Петр Пильский
Белый яд
Воспоминания
править
Люди влюбляются в недостижимое. Память слаще всего привязывается к тому, чего нельзя вернуть. Неповторимо, в своей прелести старины, звучит лермонтовская строка: «Я ехал на перекладных из Тифлиса»… Тогда я ехал из Италии в Вену, — покачиваясь на легком ходу, меня нес австрийский шнельцуг. Изящное и гордое создание природы, лошадь стала исчезать уже в ту пору, 20 лет тому назад. Теперь ее надо разыскивать. Когда А. И. Куприн осел во Франции, ему пришла в голову хорошая затейная мысль. Он задумал совершить путешествие по старым французским дорогам верхом на коне. Этому не суждено было осуществиться. Не осталось старых дорог, переделанных и приспособленных для автомобильной гонки, исчезли уютные старинные гостиницы, где толстый и добродушный хозяин подавал путешественникам старое вино, а из-за его широкой спины кокетливо выглядывала молоденькая служанка: еще одна минута терпения — и она поставит пред путником блюдо со свежезажаренным куском сочной баранины, такой восхитительной после долгого пути.
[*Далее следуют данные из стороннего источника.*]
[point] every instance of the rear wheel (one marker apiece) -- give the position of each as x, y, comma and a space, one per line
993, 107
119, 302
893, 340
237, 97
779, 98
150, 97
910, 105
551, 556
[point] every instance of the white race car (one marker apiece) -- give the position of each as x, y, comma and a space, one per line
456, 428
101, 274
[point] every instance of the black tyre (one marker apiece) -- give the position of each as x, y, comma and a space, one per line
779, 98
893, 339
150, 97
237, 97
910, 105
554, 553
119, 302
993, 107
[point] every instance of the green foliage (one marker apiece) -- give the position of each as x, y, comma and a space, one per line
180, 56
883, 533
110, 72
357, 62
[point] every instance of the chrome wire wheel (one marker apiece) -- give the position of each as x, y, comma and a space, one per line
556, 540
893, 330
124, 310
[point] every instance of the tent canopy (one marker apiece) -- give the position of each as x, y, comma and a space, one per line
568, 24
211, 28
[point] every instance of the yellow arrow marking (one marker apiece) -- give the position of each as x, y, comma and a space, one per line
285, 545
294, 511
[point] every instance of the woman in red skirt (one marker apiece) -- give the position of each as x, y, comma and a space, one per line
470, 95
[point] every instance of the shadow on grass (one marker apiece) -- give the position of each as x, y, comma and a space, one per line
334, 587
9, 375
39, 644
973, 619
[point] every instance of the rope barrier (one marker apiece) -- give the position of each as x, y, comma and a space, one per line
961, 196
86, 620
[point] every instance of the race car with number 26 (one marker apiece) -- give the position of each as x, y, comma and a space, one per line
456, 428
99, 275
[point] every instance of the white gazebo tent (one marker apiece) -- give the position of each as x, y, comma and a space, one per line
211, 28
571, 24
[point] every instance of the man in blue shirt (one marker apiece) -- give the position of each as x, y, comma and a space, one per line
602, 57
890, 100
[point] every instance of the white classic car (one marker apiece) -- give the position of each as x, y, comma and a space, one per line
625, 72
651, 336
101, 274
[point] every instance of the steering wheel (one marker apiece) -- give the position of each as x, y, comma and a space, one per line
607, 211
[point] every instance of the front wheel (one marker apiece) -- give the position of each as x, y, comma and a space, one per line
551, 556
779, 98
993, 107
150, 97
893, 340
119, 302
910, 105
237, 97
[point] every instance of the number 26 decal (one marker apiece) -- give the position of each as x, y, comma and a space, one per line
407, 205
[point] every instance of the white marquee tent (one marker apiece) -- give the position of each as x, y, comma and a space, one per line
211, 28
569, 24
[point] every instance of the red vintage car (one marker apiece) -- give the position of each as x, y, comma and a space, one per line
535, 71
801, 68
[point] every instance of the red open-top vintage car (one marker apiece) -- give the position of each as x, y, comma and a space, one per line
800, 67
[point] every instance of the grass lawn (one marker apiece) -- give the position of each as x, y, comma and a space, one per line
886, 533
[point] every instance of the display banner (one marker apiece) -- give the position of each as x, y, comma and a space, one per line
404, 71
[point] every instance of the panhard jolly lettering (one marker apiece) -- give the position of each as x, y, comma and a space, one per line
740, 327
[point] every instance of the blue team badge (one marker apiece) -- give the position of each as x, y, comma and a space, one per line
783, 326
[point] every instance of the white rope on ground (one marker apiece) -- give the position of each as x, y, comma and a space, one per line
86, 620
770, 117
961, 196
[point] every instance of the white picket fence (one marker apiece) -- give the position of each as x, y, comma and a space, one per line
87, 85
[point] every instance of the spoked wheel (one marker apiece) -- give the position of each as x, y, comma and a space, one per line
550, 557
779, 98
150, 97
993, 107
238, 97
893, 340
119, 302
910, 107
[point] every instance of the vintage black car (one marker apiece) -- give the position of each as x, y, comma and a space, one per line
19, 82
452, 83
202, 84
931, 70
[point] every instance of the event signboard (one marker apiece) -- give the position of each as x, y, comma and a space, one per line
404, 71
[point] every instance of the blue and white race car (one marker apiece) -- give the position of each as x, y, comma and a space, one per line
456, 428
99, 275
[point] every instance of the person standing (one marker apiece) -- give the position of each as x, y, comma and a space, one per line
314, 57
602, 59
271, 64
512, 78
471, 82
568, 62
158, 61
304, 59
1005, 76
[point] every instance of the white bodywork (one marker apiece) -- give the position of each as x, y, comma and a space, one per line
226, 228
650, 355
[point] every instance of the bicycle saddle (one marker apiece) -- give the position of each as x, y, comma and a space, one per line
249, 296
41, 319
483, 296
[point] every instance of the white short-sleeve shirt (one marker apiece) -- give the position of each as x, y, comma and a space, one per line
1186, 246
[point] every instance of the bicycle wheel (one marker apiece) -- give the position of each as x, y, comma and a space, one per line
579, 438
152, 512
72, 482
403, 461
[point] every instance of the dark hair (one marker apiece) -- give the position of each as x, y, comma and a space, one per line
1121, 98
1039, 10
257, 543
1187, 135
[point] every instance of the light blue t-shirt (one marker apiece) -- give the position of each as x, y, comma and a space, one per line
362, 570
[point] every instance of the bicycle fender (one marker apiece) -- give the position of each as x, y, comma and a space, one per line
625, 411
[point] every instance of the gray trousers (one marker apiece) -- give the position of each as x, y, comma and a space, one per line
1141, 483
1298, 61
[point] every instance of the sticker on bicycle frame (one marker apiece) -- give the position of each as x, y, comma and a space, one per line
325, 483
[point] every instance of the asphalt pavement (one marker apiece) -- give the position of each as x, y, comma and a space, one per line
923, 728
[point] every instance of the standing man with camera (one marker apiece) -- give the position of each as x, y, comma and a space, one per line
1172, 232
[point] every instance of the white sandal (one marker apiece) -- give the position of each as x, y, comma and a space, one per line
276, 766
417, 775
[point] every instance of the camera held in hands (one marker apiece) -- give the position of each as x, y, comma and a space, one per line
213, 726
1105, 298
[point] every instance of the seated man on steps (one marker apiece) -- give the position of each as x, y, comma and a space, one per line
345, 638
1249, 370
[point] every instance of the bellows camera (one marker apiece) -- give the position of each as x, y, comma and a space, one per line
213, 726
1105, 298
В моем шнельцуге я мечтал не о баранине. Я ехал из Италии и думал о том, как хорошо было бы получить на обед русский борщ и гречневую кашу. В Италии это недостижимо. Но мечтал я не напрасно. В Вене я знал одно место, где можно отведать настоящие русские кушанья: надо было остановиться в меблированных комнатах, отдававшихся внаем только по рекомендации. Владельцем этого уюта был харьковский еврей, переселившийся в австрийскую столицу. Он не только прекрасно кормил, угостил меня борщом и кашей, но еще дал мне в провожатые по Вене своего сына, любезного молодого человека. От него я узнал, как легче всего увидаться с Петером Альтенбергом, и наша встреча с знаменитым тогда писателем состоялась на другой день моего приезда, — об этом я писал в «Сегодня».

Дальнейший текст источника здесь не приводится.